3. Xirimiri (Basque, pronounced “shirimiri”): Drizzle, only not the drizzle we know in England – much finer, almost an invisible, weightless caress that makes the skin on your face soft and your hair curl. Memories of strolling in Donostia/San Sebastián on an late August morning, with the choppy, moody Atlantic Ocean on my right and the proud, green mountains on my left.
4. Magick (English): Magic is pedestrian, insipid, insignificant. Magick is for real witches. The extra k adds a wealth of possibilities: colourful kaleidoscopes, brave knights and know-how.
5. Goûter (French): There’s something about a French goûter that English afternoon tea doesn’t quite convey. Tea always feels formal to me. Cake stands with miniature cakes, plates of cucumber sandwiches, a silver teapot, a string quartet in the background. Goûter is heartier, less sophisticated. A goûter can be white toast dripping with a generous layer of butter, accompanied by a large mug of hot chocolate made by melting chunks of Spanish chocolate in hot, full-fat milk. It can be a sandwich with mayonnaise, Edam cheese, thinly-sliced onion and tomato, with a cup of lemon verbena tea. Or it can be Proustian, with madeleines dipped in a china cup of Orange Pekoe.

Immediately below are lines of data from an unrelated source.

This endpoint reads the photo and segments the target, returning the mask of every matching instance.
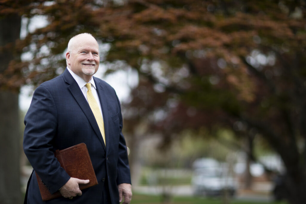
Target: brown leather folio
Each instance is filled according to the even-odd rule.
[[[89,179],[89,183],[88,184],[79,184],[80,190],[98,184],[88,150],[84,143],[81,143],[62,150],[58,150],[54,154],[61,166],[71,177],[84,180]],[[51,194],[37,173],[36,177],[43,201],[62,196],[58,191]]]

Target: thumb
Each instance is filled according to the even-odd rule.
[[[77,181],[79,184],[87,184],[89,183],[89,180],[88,179],[87,179],[87,180],[78,179]]]

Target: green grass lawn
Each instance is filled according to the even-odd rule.
[[[222,198],[206,198],[201,197],[175,196],[171,198],[168,202],[163,202],[161,196],[144,195],[134,194],[131,204],[223,204]],[[231,201],[230,204],[262,204],[267,202],[251,201]],[[273,202],[270,204],[287,204],[284,202]]]

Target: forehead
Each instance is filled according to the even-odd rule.
[[[99,46],[98,43],[91,36],[81,36],[75,39],[73,43],[73,50],[76,51],[80,50],[90,50],[98,51]]]

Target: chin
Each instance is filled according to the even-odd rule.
[[[95,72],[95,69],[94,68],[83,68],[82,69],[82,71],[83,73],[86,75],[93,75]]]

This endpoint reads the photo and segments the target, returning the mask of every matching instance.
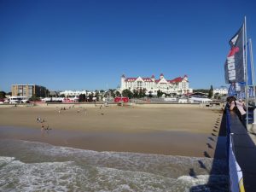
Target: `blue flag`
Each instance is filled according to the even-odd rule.
[[[250,49],[251,41],[247,43],[247,50]],[[250,51],[247,51],[247,84],[253,85],[253,67],[252,67],[252,61],[251,61],[251,54]]]
[[[224,64],[226,84],[245,82],[244,25],[230,40],[230,50]]]

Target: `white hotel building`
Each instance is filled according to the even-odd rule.
[[[172,80],[166,79],[163,73],[160,74],[160,79],[156,79],[154,75],[151,78],[125,78],[125,75],[121,77],[120,90],[143,90],[146,89],[146,95],[157,95],[160,90],[166,94],[183,95],[192,93],[193,90],[189,86],[188,76],[178,77]]]

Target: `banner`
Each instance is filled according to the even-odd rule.
[[[247,49],[250,50],[251,41],[247,43]],[[247,85],[253,86],[253,64],[251,61],[251,51],[247,51]]]
[[[244,25],[230,40],[230,50],[224,64],[226,84],[245,82]]]

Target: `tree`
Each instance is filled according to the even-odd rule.
[[[148,97],[149,97],[149,98],[153,97],[153,96],[152,96],[152,91],[151,91],[151,90],[148,92]]]
[[[121,93],[118,90],[115,92],[115,95],[116,95],[116,96],[121,96]]]
[[[138,97],[138,90],[133,90],[133,97],[134,98],[137,98]]]
[[[85,94],[79,95],[79,102],[84,102],[85,99],[86,99]]]
[[[162,96],[163,94],[164,94],[164,93],[163,93],[160,90],[157,90],[157,96],[158,96],[158,97]]]
[[[211,85],[211,88],[208,92],[208,98],[212,98],[212,96],[213,96],[213,88],[212,88],[212,85]]]
[[[5,95],[6,95],[6,93],[4,91],[0,91],[0,99],[4,99]]]
[[[123,96],[129,97],[129,99],[131,99],[133,96],[132,92],[130,90],[127,90],[127,89],[124,90],[122,91],[122,95],[123,95]]]

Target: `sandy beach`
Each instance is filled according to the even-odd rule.
[[[59,111],[0,108],[0,138],[96,151],[213,157],[222,117],[222,111],[200,108],[98,106]],[[42,131],[42,125],[50,130]]]

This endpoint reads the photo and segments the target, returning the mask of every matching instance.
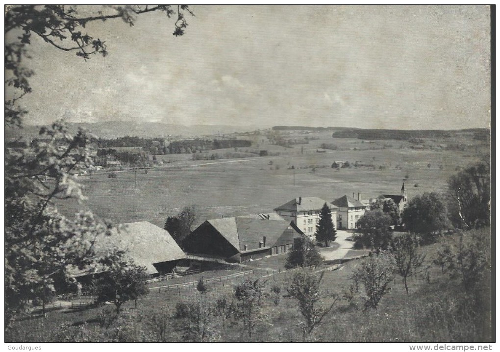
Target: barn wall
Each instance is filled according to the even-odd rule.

6. Dolce (Italian): Sweet. Dolce: the very word sounds sweet, like a person whose smile melts your heart, like the sound of a tenor recorder; in Italian, a recorder is flauto dolce. Dolce, like a gentle caress, a kind word, after a difficult day.
7. Huáng (Mandarin pinyin): When I first went to teach in Taiwan, I noticed that all the Taiwanese teachers called themselves with English first names: Brenda, Tim, Clara, John. I said it would only be fair for me to be given a Chinese name. They asked me about my life, where I came from, what I had done up till then. They thought. We’ll call you Huáng, they said. Phoenix.
8. Друг (Russian, pronounced “Droog”): Friend. Not the “friend” you introduce after meeting them five minutes earlier, or the one you invite to make up the numbers, or the one you don’t work to keep. Друг is your family of choice, the person you know will always watch your back, and never shy away from getting involved in your business if it means trying to help you. A true friend in a friendship that is a wholehearted commitment.
9. Bramasole: I read this word in Frances Mayes’ book Under the Tuscan Sun. Someone or something that yearns for sunlight. That’s me, after thirty-seven years in England.
10. Splendour (English): I love everything this word stands for, as well as its sound. Splendour, like a table brimming with food, the Grand Place in Brussels, a harvest moon mirrored in the Canal Grande, or the opening bars of Monteverdi’s Vespers. Splendour, like abundance, like plenty, like the domed ceiling of the Galleries Lafayette in Paris.
11. Effleurer (French) and Sfiorare (Italian): I always feel a sense of frustration when I have to translate these two words into English. The best I can find is “touch lighty” or “brush”, but the texture of touch is too solid, and brushing evokes strokes. Neither have the word fleur or fiore in them. Flower. A touch as light as the caress of a soft petals.
12. Dinky (English): A word I use often. When in a traditional English tearoom, or an English cottage, or anywhere that’s small, cosy. A front room with a bay window, low ceilings, a fireplace, furniture close together, carpets and cushions cluttering the sofa. A place that makes a pretty picture – and where I wouldn’t last five minutes.
13. Apprivoiser (French): There is no exact equivalent in English. In English, you tame, you domesticate. Both suggest a kind of mastering of another creature. Apprivoiser involves patience and love. It results in this creature coming to you willingly, trusting you, knowing you will treat it like a friend.